Zalman's 3 l/min pump (max rating, in practice half that value with all those waterblocks) is doing fine. in fact, when run on automatic setting, the cooling system never goes beyond the minimum fan rpm (1000) and flow rate (~1 l/min), since the cpu and gpus aren't able to heat the coolant to more than about 46 C (I think Zalman alarms and does strange things like shutting off above 60 C). This is one of the reasons the system (if not running cuda) is very quiet. Max load, producing up to ~1000 W of heat, causes my northbridge fan to go to audible levels, since the south- and northbridge aren't watercooled and easily heat up above 80 C.

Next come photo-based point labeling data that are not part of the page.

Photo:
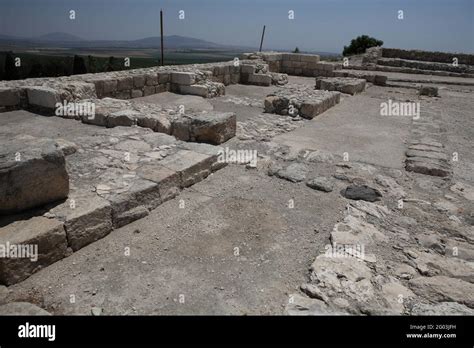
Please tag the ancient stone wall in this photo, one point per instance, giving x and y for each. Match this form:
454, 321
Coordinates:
442, 57
295, 63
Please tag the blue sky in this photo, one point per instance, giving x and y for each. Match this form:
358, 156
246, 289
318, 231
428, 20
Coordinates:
319, 25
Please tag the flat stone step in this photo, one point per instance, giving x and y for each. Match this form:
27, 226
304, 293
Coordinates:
32, 173
117, 175
297, 101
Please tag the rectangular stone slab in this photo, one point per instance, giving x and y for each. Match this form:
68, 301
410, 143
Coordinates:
45, 235
86, 217
191, 166
42, 96
32, 173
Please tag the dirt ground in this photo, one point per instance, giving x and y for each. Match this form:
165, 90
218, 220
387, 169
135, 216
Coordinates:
241, 241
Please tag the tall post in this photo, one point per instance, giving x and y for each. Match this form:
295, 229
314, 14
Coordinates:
161, 27
261, 41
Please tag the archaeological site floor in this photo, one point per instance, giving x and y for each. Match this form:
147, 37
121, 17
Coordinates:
188, 234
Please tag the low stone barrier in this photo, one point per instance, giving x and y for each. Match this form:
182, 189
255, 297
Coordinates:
295, 63
304, 102
205, 80
32, 173
346, 85
428, 56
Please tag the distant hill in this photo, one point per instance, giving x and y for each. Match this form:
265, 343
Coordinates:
58, 36
65, 40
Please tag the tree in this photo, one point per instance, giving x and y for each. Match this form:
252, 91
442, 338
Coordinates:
360, 44
79, 66
11, 71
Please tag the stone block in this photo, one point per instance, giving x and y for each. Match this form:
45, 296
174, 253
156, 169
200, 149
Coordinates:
430, 91
151, 79
168, 181
213, 127
191, 166
40, 242
163, 77
9, 96
183, 78
247, 68
200, 90
110, 87
86, 217
160, 88
149, 90
126, 94
134, 203
32, 173
42, 96
260, 80
136, 93
124, 83
139, 81
126, 118
346, 85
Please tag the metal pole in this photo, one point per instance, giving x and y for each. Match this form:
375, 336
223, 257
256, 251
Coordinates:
161, 25
261, 41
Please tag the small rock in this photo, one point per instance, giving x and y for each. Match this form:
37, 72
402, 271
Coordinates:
96, 311
443, 308
320, 184
295, 172
362, 192
22, 308
429, 91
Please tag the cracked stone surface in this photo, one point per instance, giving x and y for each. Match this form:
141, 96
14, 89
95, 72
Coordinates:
182, 212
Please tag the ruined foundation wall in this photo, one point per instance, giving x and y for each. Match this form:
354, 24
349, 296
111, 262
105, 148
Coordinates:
429, 56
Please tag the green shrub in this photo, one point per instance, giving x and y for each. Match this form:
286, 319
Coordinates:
360, 44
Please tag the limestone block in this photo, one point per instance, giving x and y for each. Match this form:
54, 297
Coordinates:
163, 77
43, 96
110, 86
124, 83
168, 181
136, 93
183, 78
149, 90
191, 166
39, 240
247, 68
260, 79
9, 96
32, 173
125, 118
86, 216
200, 90
139, 81
151, 79
213, 127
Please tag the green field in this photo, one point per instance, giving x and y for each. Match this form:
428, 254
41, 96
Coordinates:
51, 63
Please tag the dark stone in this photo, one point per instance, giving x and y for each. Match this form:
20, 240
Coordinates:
362, 192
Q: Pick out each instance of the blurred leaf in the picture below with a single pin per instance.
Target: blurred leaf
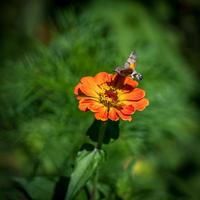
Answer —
(86, 164)
(111, 132)
(38, 188)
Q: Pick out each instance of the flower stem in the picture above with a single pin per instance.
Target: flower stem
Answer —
(101, 134)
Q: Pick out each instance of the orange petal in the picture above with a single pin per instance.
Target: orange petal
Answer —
(129, 81)
(85, 103)
(141, 104)
(113, 114)
(136, 94)
(77, 89)
(127, 109)
(89, 86)
(102, 77)
(102, 114)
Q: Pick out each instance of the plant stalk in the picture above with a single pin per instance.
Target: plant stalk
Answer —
(101, 134)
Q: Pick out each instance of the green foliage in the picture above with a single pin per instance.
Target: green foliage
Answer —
(156, 155)
(86, 164)
(111, 131)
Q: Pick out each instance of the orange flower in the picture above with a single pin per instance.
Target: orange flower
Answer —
(110, 96)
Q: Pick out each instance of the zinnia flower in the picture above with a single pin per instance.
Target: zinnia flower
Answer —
(110, 96)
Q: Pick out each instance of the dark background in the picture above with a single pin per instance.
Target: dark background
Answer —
(47, 46)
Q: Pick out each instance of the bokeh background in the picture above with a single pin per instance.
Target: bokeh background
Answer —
(47, 46)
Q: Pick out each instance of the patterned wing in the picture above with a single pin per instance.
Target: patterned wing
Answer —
(131, 61)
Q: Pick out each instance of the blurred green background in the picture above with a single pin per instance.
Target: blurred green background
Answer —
(47, 46)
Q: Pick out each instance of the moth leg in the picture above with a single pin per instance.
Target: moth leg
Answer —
(136, 75)
(133, 74)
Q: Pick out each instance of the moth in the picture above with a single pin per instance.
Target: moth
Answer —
(129, 68)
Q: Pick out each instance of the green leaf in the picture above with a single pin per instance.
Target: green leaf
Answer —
(86, 164)
(36, 188)
(111, 132)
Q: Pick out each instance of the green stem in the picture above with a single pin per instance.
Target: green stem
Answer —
(101, 134)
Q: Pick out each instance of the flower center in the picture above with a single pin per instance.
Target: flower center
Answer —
(109, 97)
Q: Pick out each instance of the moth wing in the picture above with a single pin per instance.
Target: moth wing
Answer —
(131, 60)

the new x58 chipset (for i7 nehelem processors, socket LGA1366) will not have that problem. nevertheless, I'm waiting for updated waterblock mounts (some are available already) and a larger number of PCIe lines on those new architectures. the PCIe bandwidth seems to be a big problem with X58/i7. for all I know, they don't yet offer 3 x16 PCIe configuration like my evga mobo does: degrading just one of the three slots to 1.0 standard, equivalent to x8 slot.
the X58 manufacturers are apparently under no pressure to widen PCIe, since the SLI/crossfire takes over from the pci express bus the duty of gluing the cards together. but why would they go back and reduce the PCI throughput as compared to 790i? beats me, unless this is a limitation of the QPI sections on the cpu right now.

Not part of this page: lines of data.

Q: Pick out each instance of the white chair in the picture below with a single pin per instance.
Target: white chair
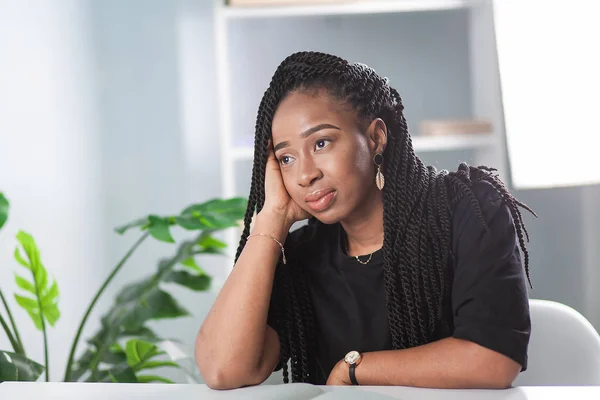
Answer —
(564, 348)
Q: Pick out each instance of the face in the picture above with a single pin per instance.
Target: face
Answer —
(326, 159)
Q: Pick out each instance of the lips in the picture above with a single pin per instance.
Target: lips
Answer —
(317, 195)
(320, 200)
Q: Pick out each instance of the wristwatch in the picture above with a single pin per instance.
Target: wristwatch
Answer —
(353, 358)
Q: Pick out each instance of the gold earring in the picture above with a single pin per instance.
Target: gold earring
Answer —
(379, 178)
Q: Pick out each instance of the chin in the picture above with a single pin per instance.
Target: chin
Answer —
(328, 217)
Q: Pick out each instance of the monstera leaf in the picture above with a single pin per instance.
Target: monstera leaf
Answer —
(42, 301)
(3, 210)
(147, 299)
(137, 356)
(213, 215)
(16, 367)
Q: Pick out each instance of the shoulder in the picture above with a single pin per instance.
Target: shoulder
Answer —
(309, 237)
(480, 217)
(483, 197)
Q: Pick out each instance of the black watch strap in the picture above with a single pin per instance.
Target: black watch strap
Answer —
(352, 371)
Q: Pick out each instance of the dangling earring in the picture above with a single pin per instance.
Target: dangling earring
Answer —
(379, 178)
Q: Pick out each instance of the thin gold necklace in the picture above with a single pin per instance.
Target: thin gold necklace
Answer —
(357, 259)
(364, 262)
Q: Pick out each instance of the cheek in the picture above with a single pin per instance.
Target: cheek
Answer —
(289, 182)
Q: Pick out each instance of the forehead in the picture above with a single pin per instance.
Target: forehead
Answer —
(300, 111)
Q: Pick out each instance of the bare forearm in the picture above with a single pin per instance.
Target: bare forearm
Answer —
(447, 363)
(234, 332)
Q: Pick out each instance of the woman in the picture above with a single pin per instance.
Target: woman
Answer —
(404, 275)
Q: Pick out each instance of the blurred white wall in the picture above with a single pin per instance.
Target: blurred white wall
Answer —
(108, 113)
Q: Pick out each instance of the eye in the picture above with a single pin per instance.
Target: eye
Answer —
(322, 143)
(285, 160)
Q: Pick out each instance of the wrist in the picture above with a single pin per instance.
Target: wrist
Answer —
(273, 224)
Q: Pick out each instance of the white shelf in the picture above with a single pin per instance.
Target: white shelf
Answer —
(421, 144)
(349, 8)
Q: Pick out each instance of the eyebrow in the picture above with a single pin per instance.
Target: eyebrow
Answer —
(306, 134)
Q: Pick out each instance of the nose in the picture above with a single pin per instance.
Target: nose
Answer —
(308, 172)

you may notice that I did not mention SLI. Unfortunately, SLI and CUDA aren't friends yet :-( But somebody wanting to use 3-way SLI could do it in the Zalman LQ1000 box. despite occasional thermal crash problems I'm rather happy with the system tests so far. those problems arise only when the machine is overloaded with computations (multiple large simulations per gpu), and are likely due to very busy north/southbridge on a 790i motherboard (this should not be a factor on newer i7/socket LGA1366 boards, as mentioned - you won't have a fan on the northbridge).

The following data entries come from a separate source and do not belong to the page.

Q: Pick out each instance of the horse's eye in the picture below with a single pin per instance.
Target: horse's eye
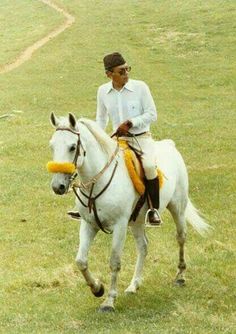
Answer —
(72, 148)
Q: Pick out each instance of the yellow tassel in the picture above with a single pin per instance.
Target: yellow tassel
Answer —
(135, 177)
(60, 167)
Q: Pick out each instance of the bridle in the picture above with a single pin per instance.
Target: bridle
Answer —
(91, 205)
(78, 146)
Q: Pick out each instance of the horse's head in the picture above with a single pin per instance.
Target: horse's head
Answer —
(67, 151)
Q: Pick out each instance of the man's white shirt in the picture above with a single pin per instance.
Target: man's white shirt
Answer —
(133, 102)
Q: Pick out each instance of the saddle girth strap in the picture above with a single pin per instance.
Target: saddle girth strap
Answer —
(92, 200)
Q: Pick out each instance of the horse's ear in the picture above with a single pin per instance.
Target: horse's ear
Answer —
(72, 120)
(54, 120)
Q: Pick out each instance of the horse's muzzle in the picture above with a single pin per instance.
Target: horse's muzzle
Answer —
(60, 185)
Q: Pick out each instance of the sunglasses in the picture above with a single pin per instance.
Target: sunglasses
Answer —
(123, 71)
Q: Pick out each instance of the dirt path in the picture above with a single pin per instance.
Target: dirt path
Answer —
(27, 53)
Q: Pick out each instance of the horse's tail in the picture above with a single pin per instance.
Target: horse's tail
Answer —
(193, 217)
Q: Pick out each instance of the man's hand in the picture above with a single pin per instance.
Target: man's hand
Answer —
(123, 129)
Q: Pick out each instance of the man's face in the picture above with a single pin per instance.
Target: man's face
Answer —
(120, 74)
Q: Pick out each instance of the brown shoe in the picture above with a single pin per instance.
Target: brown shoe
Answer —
(154, 218)
(74, 214)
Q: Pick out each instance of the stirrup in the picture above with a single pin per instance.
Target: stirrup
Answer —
(147, 222)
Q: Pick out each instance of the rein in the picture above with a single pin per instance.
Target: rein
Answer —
(91, 199)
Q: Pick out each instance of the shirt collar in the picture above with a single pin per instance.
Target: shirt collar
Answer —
(128, 86)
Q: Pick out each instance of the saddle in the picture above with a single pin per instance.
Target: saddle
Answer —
(135, 168)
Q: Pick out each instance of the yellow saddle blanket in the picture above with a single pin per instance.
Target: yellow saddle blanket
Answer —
(135, 168)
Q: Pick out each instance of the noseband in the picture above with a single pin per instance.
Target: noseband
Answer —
(71, 168)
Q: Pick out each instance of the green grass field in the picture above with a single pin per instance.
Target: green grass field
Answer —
(185, 51)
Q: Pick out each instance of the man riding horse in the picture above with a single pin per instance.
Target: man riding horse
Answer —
(130, 106)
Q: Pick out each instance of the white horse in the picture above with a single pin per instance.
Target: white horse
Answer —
(106, 197)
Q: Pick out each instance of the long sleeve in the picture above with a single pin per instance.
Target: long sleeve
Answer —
(101, 114)
(149, 114)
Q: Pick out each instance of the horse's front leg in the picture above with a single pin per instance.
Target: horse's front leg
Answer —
(119, 235)
(87, 234)
(141, 245)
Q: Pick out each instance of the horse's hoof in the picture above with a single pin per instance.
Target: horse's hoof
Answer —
(180, 282)
(106, 309)
(100, 292)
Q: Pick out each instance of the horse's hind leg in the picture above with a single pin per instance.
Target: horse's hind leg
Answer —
(87, 234)
(118, 240)
(180, 222)
(141, 245)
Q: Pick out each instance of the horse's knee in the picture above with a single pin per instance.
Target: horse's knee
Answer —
(181, 237)
(115, 262)
(82, 265)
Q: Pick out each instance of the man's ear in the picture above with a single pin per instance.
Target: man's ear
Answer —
(109, 74)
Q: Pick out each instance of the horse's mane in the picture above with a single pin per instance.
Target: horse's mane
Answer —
(107, 144)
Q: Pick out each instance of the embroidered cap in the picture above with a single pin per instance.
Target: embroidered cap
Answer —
(112, 60)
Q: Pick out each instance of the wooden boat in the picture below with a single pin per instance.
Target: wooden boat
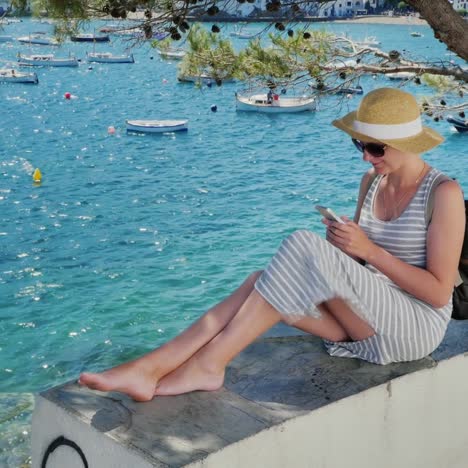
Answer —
(46, 60)
(38, 39)
(156, 126)
(108, 57)
(330, 89)
(368, 41)
(172, 54)
(203, 79)
(401, 76)
(242, 34)
(89, 38)
(276, 105)
(9, 75)
(459, 124)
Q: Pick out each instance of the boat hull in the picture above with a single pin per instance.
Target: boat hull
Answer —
(259, 103)
(401, 76)
(37, 61)
(172, 55)
(37, 41)
(100, 58)
(86, 38)
(460, 125)
(11, 76)
(156, 126)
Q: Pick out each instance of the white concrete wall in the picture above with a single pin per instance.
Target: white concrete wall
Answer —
(459, 4)
(51, 421)
(416, 421)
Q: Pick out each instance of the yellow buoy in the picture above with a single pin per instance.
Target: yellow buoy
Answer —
(37, 176)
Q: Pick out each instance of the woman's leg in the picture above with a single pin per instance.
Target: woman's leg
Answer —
(138, 378)
(205, 369)
(339, 320)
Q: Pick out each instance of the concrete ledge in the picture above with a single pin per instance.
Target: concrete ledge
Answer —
(285, 403)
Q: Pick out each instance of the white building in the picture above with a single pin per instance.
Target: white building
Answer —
(345, 7)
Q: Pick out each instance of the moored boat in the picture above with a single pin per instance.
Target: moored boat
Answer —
(89, 38)
(368, 41)
(10, 75)
(203, 79)
(275, 104)
(46, 60)
(37, 39)
(338, 90)
(174, 54)
(108, 57)
(242, 33)
(156, 126)
(459, 124)
(401, 76)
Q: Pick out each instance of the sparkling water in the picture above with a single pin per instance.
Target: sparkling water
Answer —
(129, 238)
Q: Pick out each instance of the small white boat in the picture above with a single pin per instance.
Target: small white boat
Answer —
(107, 57)
(401, 75)
(9, 75)
(242, 34)
(173, 54)
(203, 79)
(156, 126)
(46, 60)
(277, 104)
(89, 38)
(368, 41)
(38, 39)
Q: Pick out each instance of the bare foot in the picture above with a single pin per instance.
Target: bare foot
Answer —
(189, 377)
(129, 378)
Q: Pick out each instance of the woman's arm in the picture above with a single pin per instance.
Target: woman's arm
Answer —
(434, 284)
(363, 188)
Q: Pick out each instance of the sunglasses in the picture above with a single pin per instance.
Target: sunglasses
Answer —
(376, 150)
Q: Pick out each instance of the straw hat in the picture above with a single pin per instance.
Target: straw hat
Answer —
(390, 116)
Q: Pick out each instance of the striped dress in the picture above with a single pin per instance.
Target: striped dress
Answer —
(307, 270)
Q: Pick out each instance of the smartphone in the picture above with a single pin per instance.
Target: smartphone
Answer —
(329, 214)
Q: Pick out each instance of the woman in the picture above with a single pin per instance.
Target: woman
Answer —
(379, 288)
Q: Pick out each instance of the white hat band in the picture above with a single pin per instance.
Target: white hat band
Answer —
(389, 132)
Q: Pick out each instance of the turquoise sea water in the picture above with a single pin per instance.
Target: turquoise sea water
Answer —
(130, 238)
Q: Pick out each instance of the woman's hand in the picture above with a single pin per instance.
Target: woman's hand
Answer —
(350, 238)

the ZMachine is certainly pushing the limits, trying to be small, powerful and quiet at the same time. it seems that it will handle scientific simulations very well, as they tend to be similar to the simple fluid and particle codes includes as examples in the sdk. by the way, those examples are really useful. if I wanted to run the kind of test I described on my clusters I'd need dozens to hundreds of cpus. I can't give you an estimate of speedup yet, I only know
that runnig the sdk's examples in emulated mode, where you compile with flags forcing execution on cpu, is not a fair comparison, because the programs would in reality be run very differently on cpus.

* * *

of course, since nvidia is doubling the graphics cards' transistors and performance so rapidly, and the first to appear are the air cooled cards, there is a valid question as to water vs. air cooling. in a server room, Tesla rackmounted machines may be the best choice (not necessarily the cheapest). I myself may soon build an air cooled production-run machine to be kept away from people's desks, based on the upcoming gtx 295 gpu. it will certainly be much cheaper, about half-priced compared with the existing gtx 280 cards. [about 1.66 of my cards are needed to match the planned performance of one new dual 295, so I had to pay $850 (CAD) * 1.66 ~ $1400 (CAD) for the performance I will be able to buy for under $500 (US) or $600 (CAN).] but two 295s will be much louder than my current setup! moreover, gpus are only 40% or so of my system's price..

if the situation with mobo's continues for more than a year, CUDA will make sense on those fast x16 slots only, each of which will have to be shared by two gpus (decreasing communication bandwidth we have now?). we will have max 4 gpus; power consumption and air cooling will restrict the clock speeds (e.g. ~580 MHz on the upcoming gtx295 vs. 680 MHz on my 280s). until something changes radically regarding the PCIe bus designs, or cooling/overclocking of gpus, in the near future we're going to have a slow progress in CUDA hardware, as the 4 new gpus on 2 cards will not be much faster than the current 3 water-cooled gpus.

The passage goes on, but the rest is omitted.